L’educatrice ticinese, ormai ben adattatasi alla realtà sudamericana, ha avuto modo di seguire due progetti della Fec: «Uno dedicato a ragazzi in situazioni di strada, mentre l’altro era un progetto di prevenzione, ovvero un centro diurno per bambini adolescenti o lavoratori a rischio». Ripercorrendo insieme a noi la sua esperienza a Cochabamba, Bubba ci ha raccontato una sua giornata tipo: «In mattinata ci si incontrava con gli altri educatori in ufficio per decidere il da farsi, e in particolar modo si sceglieva quale gruppo andare a visitare. Ci sono vari gruppi di ragazzi che vivono in diversi punti della città: sotto i ponti, su una collinetta, in piazza. Insieme valutavamo quali di questi non erano sotto l’influsso di stupefacenti, perché per poter svolgere le attività e poter capire meglio le loro condizioni dovevano essere lucidi. Tendenzialmente, la mattina era il momento più idoneo. Dopodiché salutavamo il gruppo e chiedevamo ai ragazzi se fossero disposti a partecipare alle attività, senza obblighi né costrizioni. Chi di loro accettava veniva insieme a noi in un campo di calcio, oppure nei boschi o al fiume. In un momento iniziale ci si dedicava all’aspetto cognitivo e motorio. Eravamo muniti di uno zaino pieno di disegni, giochi, palloni, carte, e in base alla situazione proponevamo un’attività piuttosto che un’altra a scopo educativo. Il disegno, per esempio, era volto ad attivare la motricità fine, come prendere la matita per vedere il loro livello di manualità e valutare le conseguenze del consumo. Sono ragazzi di strada, policonsumatori: consumano alcol puro al 90% e si drogano con la pasta base di cocaina (quindi il primo taglio della cocaina che è uno dei tagli peggiori).
Inoltre – racconta Bubba –, ogni giorno un educatore incaricato sceglieva un tema per il workshop: prevenzione delle malattie sessualmente trasmissibili, informazioni sui metodi anticoncezionali, sensibilizzazione sulla tubercolosi, prevenzione e presa a carico dell’abuso di sostanze, promozione dell’autostima e la costruzione identitaria, sostegno nella richiesta di documenti ufficiali, animazioni di incontri per incoraggiare il cambiamento o sostenere nuovi progetti di vita volti al reinserimento sociale. A livello statale non c’è nessun tipo di aiuto, nessuno se ne preoccupa perché c’è un grande stigma nei confronti di questi ragazzi».
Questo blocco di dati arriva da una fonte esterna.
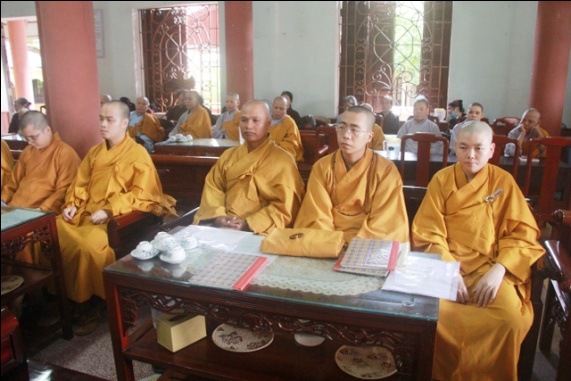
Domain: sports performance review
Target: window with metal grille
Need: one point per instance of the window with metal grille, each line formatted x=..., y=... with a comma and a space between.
x=181, y=50
x=399, y=48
Ma quali sono le raccomandazioni per chi è interessato a vivere una simile esperienza? «È importante fare una valutazione personale e capire che non è tutto rose e fiori. Occorre uscire dagli schemi, una bella flessibilità, e buone capacità di autoriflessione. Ma anche viverla appieno senza troppo stress. Inoltre si devono valutare anche le situazioni politiche e sanitarie in corso. Per questo ritengo fondamentale parlare con chi quest’esperienza l’ha già fatta. Ma se la si vive, ti cambia la vita. Lo shock culturale è sempre molto forte anche se si va preparati. Secondo me, gli alti e bassi succedono ovunque nella vita, ma in un contesto nuovo come questo, i bassi sono molto più bassi e gli alti sono molti più alti, ogni emozione la vivi in maniera più forte».